Dr. Patel’s research interests are to better understand the role of voltage-gated ion channels, particularly sodium (Na) channels, in the development of epilepsy. His research has focused on understanding the importance of Na channels in establishing and facilitating the neuronal hyper-excitability associated with epileptic seizures. Specifically, his research has shown that one particular Na channel isoform, Nav1.6, is up-regulated in an animal model of temporal lobe epilepsy and plays a crucial role in facilitating neuronal hyperexcitability. More recently, his research has focused on the mechanism by which Nav1.6 gain-of-function and loss-of-function mutations can lead to abnormal Na channel activity and epileptic encephalopathy. These studies are carried out in collaboration with Dr. Miriam Meisler (University of Michigan). |
John Schreiber, M.D.Director of Epilepsy Genetics and Director of EEG, Children's National Medical Center
Assistant Professor of Neurology and Pediatrics, George Washington University Co-Chair: SCN8A Annual Clinician, Researcher, and Family Gathering Dr. Schreiber, Assistant Professor of Neurology and Pediatrics at Children’s National Hospital graduated cum laude from University of Maryland School of Medicine in 2006. While there, he won the Marshall L. Rennels Award for Excellence in Neuroscience and was a member of AOA and the Gold Humanism Honor Society. He completed Pediatrics and Child Neurology training at Children’s Hospital in 2011. Before returning to Children’s National in 2013, he served as an Epilepsy and Clinical Neurophysiology Fellow at the National Institutes of Health, and volunteered as a Child Neurology consultant for its Undiagnosed Diseases Program. Dr. Schreiber continues as a co-investigator in a protocol at the NIH, employing transcranial magnetic stimulation designed to examine the effects of a novel therapeutic agent in succinic semialdehyde dehydrogenase deficiency.

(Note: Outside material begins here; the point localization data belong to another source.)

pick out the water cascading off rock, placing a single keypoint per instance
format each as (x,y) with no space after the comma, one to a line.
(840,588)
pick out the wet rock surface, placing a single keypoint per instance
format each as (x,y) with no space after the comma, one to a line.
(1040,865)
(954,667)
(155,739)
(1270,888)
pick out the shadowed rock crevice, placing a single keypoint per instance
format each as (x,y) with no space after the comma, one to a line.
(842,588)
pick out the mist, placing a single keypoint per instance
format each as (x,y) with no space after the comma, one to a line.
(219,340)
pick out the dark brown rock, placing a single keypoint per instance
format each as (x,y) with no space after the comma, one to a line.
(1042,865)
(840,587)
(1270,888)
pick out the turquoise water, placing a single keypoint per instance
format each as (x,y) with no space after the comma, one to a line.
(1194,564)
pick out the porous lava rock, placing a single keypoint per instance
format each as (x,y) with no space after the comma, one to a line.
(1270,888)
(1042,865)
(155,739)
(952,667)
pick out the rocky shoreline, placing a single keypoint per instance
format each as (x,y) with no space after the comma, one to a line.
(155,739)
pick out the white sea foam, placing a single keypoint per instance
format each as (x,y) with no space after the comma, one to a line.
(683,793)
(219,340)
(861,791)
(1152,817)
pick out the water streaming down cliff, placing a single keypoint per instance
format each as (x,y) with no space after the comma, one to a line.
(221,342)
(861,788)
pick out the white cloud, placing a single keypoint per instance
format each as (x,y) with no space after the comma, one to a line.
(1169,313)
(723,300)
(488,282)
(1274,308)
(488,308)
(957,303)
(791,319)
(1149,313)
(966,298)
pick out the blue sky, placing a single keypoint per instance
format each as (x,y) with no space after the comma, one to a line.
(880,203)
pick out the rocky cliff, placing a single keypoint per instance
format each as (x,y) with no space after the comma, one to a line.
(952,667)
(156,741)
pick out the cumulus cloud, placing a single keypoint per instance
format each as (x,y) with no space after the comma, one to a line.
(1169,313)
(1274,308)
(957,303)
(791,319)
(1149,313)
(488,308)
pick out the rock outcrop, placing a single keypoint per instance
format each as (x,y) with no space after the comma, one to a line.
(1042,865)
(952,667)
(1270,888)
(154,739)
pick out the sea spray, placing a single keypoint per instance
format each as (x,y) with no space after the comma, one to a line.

He is also the Principal Investigator at Children’s National for its Neurogenetics Registry protocol, for the multi-disciplinary SCN8A-related epilepsy clinic, in a protocol examining cardiac strain in patients with status epilepticus or medically refractory epilepsy, and in several other industry-sponsored studies. His primary clinical and research interests are in the evaluation and management of epilepsy, specifically in rare genetically-mediated epilepsies. He established and directs the Epilepsy Genetics program at Children’s National and serves as the director of electroencephalography for Children’s National.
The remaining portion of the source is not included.